Microsoft has released a new program that says it can accurately differentiate 99 percent of the time between security and non-security software bugs.
A data collection of 13 million work items and bugs from 47,000 developers stored across AzureDevOps and GitHub repositories was used by Microsoft to build a process and machine learning model that correctly distinguishes between security and non-security bugs.
Additionally, the program can reliably detect critical, high-priority security bugs 97 percent of the time on average.
The company plans to open source the technique on GitHub in the coming months along with examples of models and other tools so the program can be used to help human experts.
The training data and the statistical samples used to provide them with a manageable amount of data to review were accepted by security experts when designing their model. This data was then encoded into representations called feature vectors, as Microsoft researchers used a two-step method to construct the device.
The model first learned to distinguish security and non-security bugs, and then learned to apply safety labels (critical, significant or low-impact) to those bugs.

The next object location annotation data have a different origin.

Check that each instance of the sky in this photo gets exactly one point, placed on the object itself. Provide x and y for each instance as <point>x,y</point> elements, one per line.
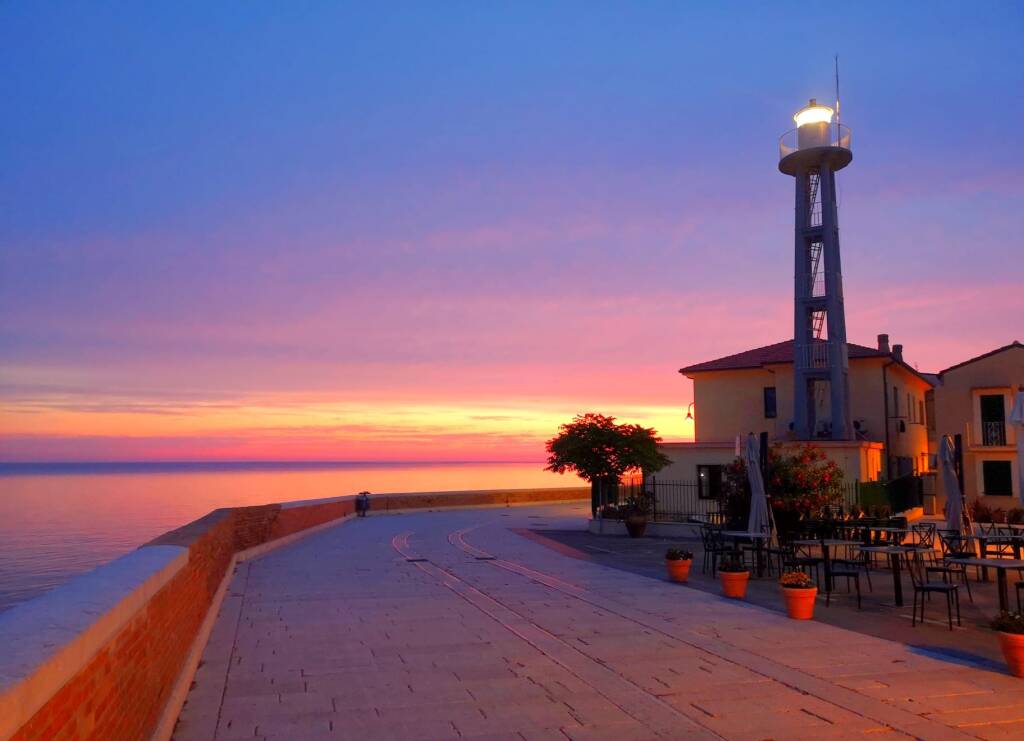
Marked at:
<point>264,230</point>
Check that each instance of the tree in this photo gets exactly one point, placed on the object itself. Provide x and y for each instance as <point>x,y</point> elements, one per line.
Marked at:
<point>599,450</point>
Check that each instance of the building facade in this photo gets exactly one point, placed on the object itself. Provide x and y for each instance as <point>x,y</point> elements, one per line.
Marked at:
<point>973,399</point>
<point>752,391</point>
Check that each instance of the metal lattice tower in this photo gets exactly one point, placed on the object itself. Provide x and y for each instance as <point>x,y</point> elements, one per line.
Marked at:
<point>812,154</point>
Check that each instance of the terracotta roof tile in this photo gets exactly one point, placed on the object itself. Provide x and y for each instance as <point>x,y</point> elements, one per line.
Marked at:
<point>780,352</point>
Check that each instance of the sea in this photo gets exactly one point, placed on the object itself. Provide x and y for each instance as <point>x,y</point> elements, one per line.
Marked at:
<point>59,520</point>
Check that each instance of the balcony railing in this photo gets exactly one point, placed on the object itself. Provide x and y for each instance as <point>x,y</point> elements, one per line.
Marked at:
<point>793,141</point>
<point>993,433</point>
<point>814,355</point>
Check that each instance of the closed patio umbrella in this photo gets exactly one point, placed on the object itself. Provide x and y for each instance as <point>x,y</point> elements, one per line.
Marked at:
<point>760,518</point>
<point>1017,420</point>
<point>954,498</point>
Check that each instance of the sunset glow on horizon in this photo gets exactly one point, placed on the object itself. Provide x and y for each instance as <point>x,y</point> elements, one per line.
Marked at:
<point>324,233</point>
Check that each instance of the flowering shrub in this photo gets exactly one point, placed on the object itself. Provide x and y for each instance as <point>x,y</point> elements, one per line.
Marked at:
<point>796,580</point>
<point>1009,622</point>
<point>800,483</point>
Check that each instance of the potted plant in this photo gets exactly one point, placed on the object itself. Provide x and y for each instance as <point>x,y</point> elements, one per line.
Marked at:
<point>733,574</point>
<point>800,593</point>
<point>1010,625</point>
<point>635,511</point>
<point>678,564</point>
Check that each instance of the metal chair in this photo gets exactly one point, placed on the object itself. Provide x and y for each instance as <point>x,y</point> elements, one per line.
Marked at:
<point>923,589</point>
<point>714,547</point>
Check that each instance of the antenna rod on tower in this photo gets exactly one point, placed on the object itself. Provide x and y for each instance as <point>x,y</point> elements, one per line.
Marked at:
<point>838,116</point>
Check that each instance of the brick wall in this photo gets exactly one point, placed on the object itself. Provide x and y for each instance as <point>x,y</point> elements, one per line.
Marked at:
<point>122,691</point>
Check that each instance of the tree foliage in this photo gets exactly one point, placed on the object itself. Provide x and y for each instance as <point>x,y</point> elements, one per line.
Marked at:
<point>596,447</point>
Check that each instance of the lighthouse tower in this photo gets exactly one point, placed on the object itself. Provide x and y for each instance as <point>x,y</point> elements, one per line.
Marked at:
<point>812,154</point>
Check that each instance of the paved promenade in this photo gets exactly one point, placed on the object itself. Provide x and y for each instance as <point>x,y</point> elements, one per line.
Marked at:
<point>452,624</point>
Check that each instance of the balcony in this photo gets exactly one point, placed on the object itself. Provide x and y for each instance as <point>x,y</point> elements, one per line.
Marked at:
<point>814,355</point>
<point>990,435</point>
<point>993,433</point>
<point>806,146</point>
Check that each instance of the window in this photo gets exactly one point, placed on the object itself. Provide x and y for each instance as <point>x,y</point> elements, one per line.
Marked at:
<point>997,477</point>
<point>709,481</point>
<point>993,420</point>
<point>930,409</point>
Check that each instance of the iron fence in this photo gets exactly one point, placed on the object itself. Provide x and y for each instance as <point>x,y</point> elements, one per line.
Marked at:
<point>681,502</point>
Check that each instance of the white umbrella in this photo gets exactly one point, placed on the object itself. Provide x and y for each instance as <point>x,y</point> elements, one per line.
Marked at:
<point>1017,420</point>
<point>760,519</point>
<point>954,499</point>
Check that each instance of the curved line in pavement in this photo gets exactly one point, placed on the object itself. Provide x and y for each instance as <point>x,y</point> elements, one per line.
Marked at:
<point>475,597</point>
<point>457,538</point>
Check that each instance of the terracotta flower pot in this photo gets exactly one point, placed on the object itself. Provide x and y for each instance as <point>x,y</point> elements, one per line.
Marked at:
<point>800,602</point>
<point>635,525</point>
<point>679,569</point>
<point>1013,650</point>
<point>734,583</point>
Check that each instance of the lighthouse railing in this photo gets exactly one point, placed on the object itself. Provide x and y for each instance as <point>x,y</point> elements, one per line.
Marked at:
<point>814,355</point>
<point>839,135</point>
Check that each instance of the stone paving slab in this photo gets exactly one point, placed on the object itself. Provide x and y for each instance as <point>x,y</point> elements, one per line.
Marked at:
<point>341,636</point>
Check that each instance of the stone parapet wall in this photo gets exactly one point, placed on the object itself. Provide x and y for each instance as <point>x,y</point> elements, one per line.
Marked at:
<point>110,654</point>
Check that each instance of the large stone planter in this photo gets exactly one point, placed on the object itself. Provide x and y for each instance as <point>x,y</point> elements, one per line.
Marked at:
<point>734,583</point>
<point>800,602</point>
<point>1013,651</point>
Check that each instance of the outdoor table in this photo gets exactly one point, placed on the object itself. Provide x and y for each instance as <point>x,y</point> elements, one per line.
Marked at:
<point>894,562</point>
<point>825,543</point>
<point>1000,566</point>
<point>1013,540</point>
<point>759,541</point>
<point>984,540</point>
<point>891,530</point>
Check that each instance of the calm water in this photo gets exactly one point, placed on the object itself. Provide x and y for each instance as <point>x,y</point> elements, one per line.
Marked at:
<point>57,520</point>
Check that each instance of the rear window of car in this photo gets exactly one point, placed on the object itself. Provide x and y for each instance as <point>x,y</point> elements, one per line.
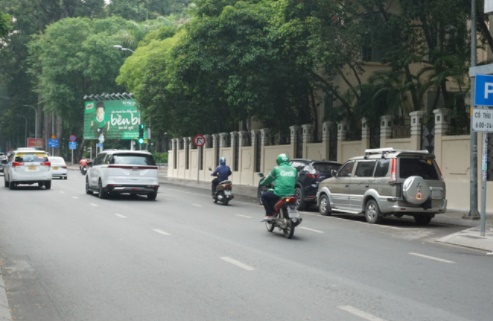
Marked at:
<point>31,157</point>
<point>325,167</point>
<point>132,159</point>
<point>418,167</point>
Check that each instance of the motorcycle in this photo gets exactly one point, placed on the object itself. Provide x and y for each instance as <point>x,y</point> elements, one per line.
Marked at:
<point>224,192</point>
<point>286,216</point>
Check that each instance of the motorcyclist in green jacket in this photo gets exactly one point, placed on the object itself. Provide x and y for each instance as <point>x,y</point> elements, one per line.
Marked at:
<point>284,177</point>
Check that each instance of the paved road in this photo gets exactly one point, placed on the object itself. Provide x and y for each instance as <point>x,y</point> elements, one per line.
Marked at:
<point>65,255</point>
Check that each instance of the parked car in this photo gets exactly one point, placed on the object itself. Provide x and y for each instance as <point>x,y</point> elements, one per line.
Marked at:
<point>58,167</point>
<point>310,174</point>
<point>123,172</point>
<point>27,166</point>
<point>385,182</point>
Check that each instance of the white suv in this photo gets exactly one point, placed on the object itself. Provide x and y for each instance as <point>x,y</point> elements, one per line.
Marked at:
<point>123,172</point>
<point>27,166</point>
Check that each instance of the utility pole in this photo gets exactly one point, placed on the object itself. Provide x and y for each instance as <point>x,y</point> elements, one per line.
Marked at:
<point>473,186</point>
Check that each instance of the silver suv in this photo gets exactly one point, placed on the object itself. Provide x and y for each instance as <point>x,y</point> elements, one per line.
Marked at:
<point>385,182</point>
<point>123,172</point>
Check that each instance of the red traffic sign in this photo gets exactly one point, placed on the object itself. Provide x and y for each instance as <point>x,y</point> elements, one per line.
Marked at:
<point>199,140</point>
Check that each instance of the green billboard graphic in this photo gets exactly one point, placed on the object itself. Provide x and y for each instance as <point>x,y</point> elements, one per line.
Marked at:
<point>111,119</point>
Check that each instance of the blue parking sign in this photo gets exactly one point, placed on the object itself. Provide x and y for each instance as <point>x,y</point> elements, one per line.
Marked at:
<point>483,91</point>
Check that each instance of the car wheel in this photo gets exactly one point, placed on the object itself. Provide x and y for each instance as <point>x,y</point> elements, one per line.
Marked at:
<point>151,196</point>
<point>324,207</point>
<point>416,190</point>
<point>101,193</point>
<point>300,204</point>
<point>372,212</point>
<point>422,219</point>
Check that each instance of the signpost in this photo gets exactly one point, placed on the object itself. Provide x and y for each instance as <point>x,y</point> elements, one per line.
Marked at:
<point>482,121</point>
<point>199,141</point>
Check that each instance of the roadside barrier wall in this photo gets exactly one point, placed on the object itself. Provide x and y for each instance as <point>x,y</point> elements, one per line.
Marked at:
<point>249,153</point>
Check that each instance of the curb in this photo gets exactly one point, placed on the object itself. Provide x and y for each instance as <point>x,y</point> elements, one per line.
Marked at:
<point>5,314</point>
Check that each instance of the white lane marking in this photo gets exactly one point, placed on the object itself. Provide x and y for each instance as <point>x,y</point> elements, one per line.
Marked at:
<point>244,216</point>
<point>237,263</point>
<point>431,258</point>
<point>310,229</point>
<point>360,313</point>
<point>161,232</point>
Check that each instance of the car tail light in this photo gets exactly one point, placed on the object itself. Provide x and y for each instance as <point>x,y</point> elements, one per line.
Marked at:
<point>393,171</point>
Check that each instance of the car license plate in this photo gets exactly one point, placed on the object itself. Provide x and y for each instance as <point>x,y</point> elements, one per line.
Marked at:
<point>293,212</point>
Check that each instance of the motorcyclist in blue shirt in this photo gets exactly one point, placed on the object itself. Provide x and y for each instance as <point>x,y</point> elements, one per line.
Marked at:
<point>221,172</point>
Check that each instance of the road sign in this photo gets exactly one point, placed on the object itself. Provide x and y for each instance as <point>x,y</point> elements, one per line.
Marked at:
<point>483,91</point>
<point>53,143</point>
<point>482,120</point>
<point>199,140</point>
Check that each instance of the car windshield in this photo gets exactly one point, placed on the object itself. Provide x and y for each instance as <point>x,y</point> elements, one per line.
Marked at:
<point>325,167</point>
<point>418,167</point>
<point>31,157</point>
<point>132,159</point>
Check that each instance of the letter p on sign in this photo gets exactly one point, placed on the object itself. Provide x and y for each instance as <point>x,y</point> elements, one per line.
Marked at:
<point>483,92</point>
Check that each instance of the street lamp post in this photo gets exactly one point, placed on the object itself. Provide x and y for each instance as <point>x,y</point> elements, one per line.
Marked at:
<point>25,129</point>
<point>35,120</point>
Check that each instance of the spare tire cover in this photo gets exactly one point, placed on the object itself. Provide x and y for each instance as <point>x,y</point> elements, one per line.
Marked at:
<point>416,190</point>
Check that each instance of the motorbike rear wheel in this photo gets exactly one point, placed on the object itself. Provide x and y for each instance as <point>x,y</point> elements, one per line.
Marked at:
<point>288,231</point>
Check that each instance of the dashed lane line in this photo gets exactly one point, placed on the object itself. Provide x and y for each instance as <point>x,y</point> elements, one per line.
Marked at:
<point>431,258</point>
<point>237,263</point>
<point>243,216</point>
<point>360,313</point>
<point>161,232</point>
<point>310,229</point>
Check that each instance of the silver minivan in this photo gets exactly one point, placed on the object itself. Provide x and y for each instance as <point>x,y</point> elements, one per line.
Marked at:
<point>123,172</point>
<point>384,182</point>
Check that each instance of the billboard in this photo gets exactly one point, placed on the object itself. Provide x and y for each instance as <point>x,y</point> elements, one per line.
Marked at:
<point>111,119</point>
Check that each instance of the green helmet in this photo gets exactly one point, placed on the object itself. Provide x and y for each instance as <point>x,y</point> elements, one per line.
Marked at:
<point>282,158</point>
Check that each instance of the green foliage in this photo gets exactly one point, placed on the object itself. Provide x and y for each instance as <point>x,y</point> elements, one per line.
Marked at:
<point>160,158</point>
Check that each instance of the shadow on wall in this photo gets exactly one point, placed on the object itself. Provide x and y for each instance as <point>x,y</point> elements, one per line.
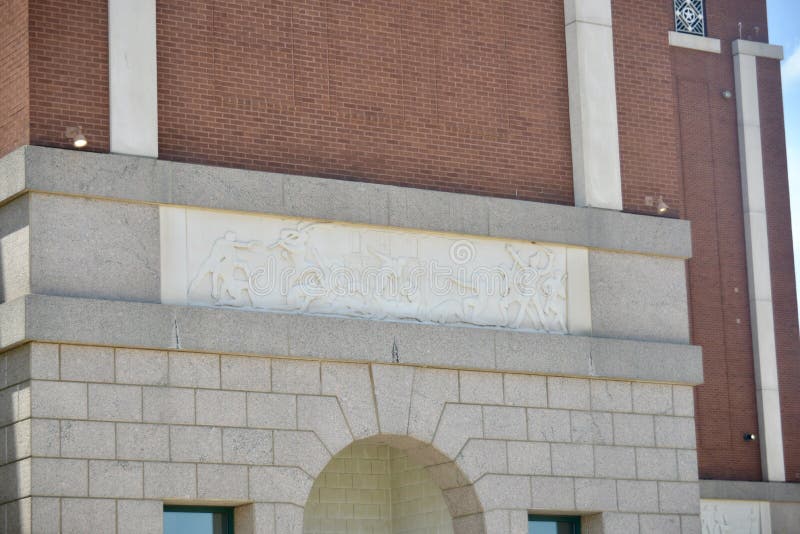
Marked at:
<point>390,485</point>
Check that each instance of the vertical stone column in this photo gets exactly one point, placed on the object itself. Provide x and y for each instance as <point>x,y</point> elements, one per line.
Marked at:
<point>132,77</point>
<point>593,104</point>
<point>757,245</point>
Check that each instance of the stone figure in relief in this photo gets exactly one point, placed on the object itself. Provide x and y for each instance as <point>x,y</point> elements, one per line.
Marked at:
<point>306,269</point>
<point>228,271</point>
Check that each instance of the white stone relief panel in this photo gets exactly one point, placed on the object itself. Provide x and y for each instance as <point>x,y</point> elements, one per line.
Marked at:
<point>735,517</point>
<point>307,266</point>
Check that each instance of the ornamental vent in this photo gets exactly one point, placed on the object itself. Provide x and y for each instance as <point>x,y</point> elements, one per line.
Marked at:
<point>690,16</point>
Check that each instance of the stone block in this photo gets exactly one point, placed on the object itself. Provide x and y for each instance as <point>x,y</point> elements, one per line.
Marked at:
<point>45,514</point>
<point>140,517</point>
<point>677,432</point>
<point>624,304</point>
<point>504,422</point>
<point>325,418</point>
<point>195,444</point>
<point>479,457</point>
<point>683,400</point>
<point>611,396</point>
<point>221,408</point>
<point>280,484</point>
<point>616,522</point>
<point>352,385</point>
<point>115,479</point>
<point>189,369</point>
<point>301,449</point>
<point>525,390</point>
<point>459,422</point>
<point>634,429</point>
<point>79,516</point>
<point>142,442</point>
<point>60,400</point>
<point>45,437</point>
<point>679,497</point>
<point>663,524</point>
<point>552,493</point>
<point>592,427</point>
<point>247,446</point>
<point>87,364</point>
<point>568,393</point>
<point>481,388</point>
<point>690,524</point>
<point>594,494</point>
<point>525,458</point>
<point>549,425</point>
<point>226,482</point>
<point>168,405</point>
<point>288,519</point>
<point>614,462</point>
<point>393,397</point>
<point>687,466</point>
<point>59,477</point>
<point>170,481</point>
<point>16,441</point>
<point>145,367</point>
<point>87,439</point>
<point>122,237</point>
<point>296,376</point>
<point>432,389</point>
<point>110,402</point>
<point>271,410</point>
<point>503,491</point>
<point>15,480</point>
<point>652,398</point>
<point>637,496</point>
<point>572,460</point>
<point>656,464</point>
<point>246,374</point>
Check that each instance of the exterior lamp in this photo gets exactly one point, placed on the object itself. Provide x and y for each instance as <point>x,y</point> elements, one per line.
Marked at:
<point>75,134</point>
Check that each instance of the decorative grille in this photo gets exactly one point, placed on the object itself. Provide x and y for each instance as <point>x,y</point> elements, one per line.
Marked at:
<point>690,17</point>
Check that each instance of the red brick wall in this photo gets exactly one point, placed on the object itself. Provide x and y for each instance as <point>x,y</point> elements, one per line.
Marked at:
<point>717,272</point>
<point>648,125</point>
<point>13,74</point>
<point>451,95</point>
<point>779,225</point>
<point>69,71</point>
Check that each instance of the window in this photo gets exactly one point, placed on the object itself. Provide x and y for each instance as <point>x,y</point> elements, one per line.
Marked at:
<point>690,16</point>
<point>197,520</point>
<point>551,524</point>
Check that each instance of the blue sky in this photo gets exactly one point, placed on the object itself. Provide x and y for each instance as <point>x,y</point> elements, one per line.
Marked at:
<point>784,29</point>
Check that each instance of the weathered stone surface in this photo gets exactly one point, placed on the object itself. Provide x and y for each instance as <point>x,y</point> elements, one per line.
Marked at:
<point>247,446</point>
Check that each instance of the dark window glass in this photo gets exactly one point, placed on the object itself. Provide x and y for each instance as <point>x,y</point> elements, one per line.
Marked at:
<point>197,520</point>
<point>553,525</point>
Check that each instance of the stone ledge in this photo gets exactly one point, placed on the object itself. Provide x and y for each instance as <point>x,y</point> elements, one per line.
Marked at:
<point>695,42</point>
<point>139,179</point>
<point>750,491</point>
<point>216,330</point>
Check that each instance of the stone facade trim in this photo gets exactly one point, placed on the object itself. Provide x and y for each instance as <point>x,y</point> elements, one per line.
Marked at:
<point>139,179</point>
<point>160,326</point>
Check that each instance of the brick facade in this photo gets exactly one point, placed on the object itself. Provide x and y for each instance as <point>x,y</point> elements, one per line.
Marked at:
<point>458,97</point>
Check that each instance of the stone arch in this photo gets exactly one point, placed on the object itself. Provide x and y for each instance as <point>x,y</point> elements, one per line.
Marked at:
<point>457,494</point>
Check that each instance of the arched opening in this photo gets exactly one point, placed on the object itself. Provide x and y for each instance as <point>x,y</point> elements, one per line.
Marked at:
<point>390,485</point>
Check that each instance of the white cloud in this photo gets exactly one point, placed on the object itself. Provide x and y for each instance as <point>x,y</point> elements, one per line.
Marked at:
<point>791,69</point>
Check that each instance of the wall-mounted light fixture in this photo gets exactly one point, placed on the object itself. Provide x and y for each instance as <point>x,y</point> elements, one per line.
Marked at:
<point>661,206</point>
<point>75,134</point>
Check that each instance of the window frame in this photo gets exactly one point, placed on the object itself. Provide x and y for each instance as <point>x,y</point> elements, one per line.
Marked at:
<point>573,520</point>
<point>225,510</point>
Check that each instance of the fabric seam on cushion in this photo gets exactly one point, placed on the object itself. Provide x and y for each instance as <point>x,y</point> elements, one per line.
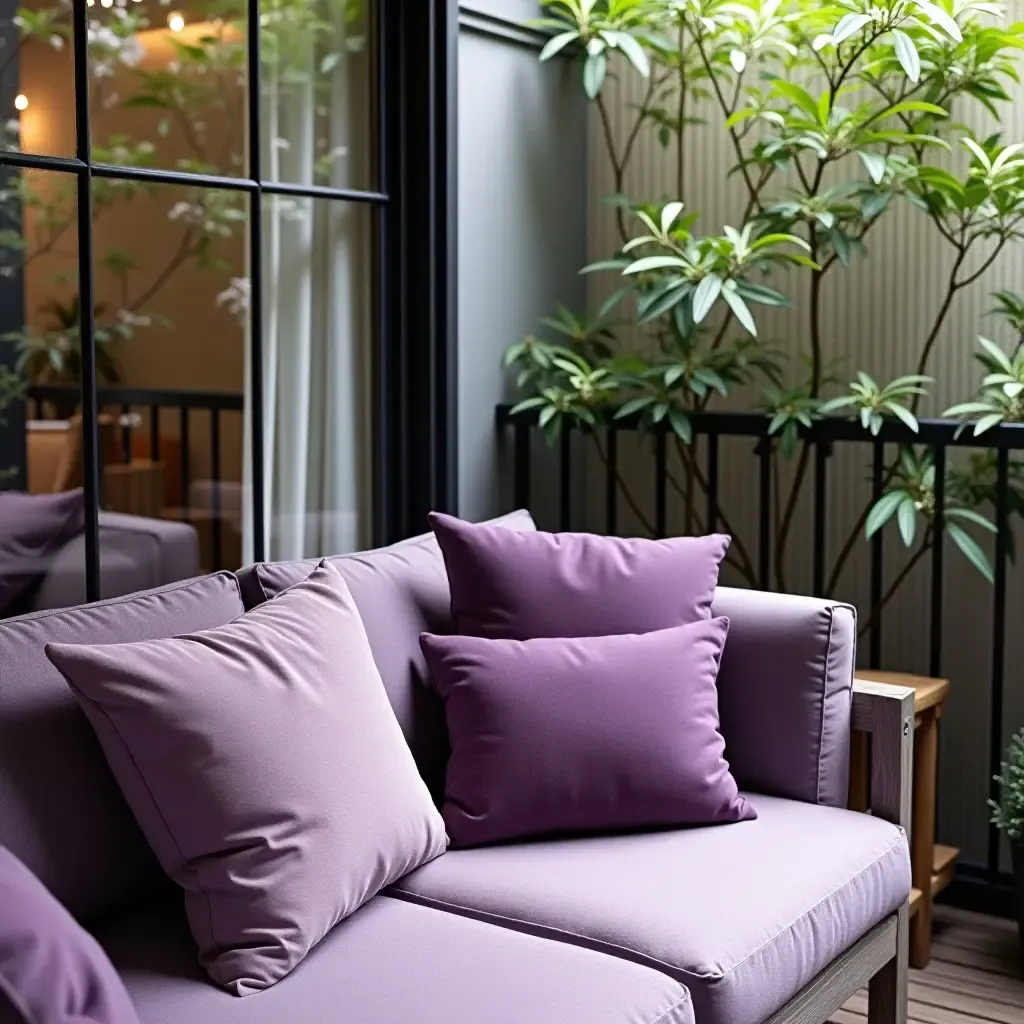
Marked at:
<point>20,1006</point>
<point>824,693</point>
<point>664,1016</point>
<point>184,860</point>
<point>170,588</point>
<point>468,911</point>
<point>670,969</point>
<point>824,899</point>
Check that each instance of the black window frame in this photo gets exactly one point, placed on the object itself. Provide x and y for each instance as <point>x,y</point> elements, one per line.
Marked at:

In a blog post announcing the new system, Microsoft explained how it used machine learning models and security experts to better identify security bugs, saying:
“Every day, software developers stare down a long list of features and bugs that need to be addressed. Security professionals try to help by using automated tools to prioritize security bugs, but too often, engineers waste time on false positives or miss a critical security vulnerability that has been misclassified. To tackle this problem data science and security teams came together to explore how machine learning could help. We discovered that by pairing machine learning models with security experts, we can significantly improve the identification and classification of security bugs.”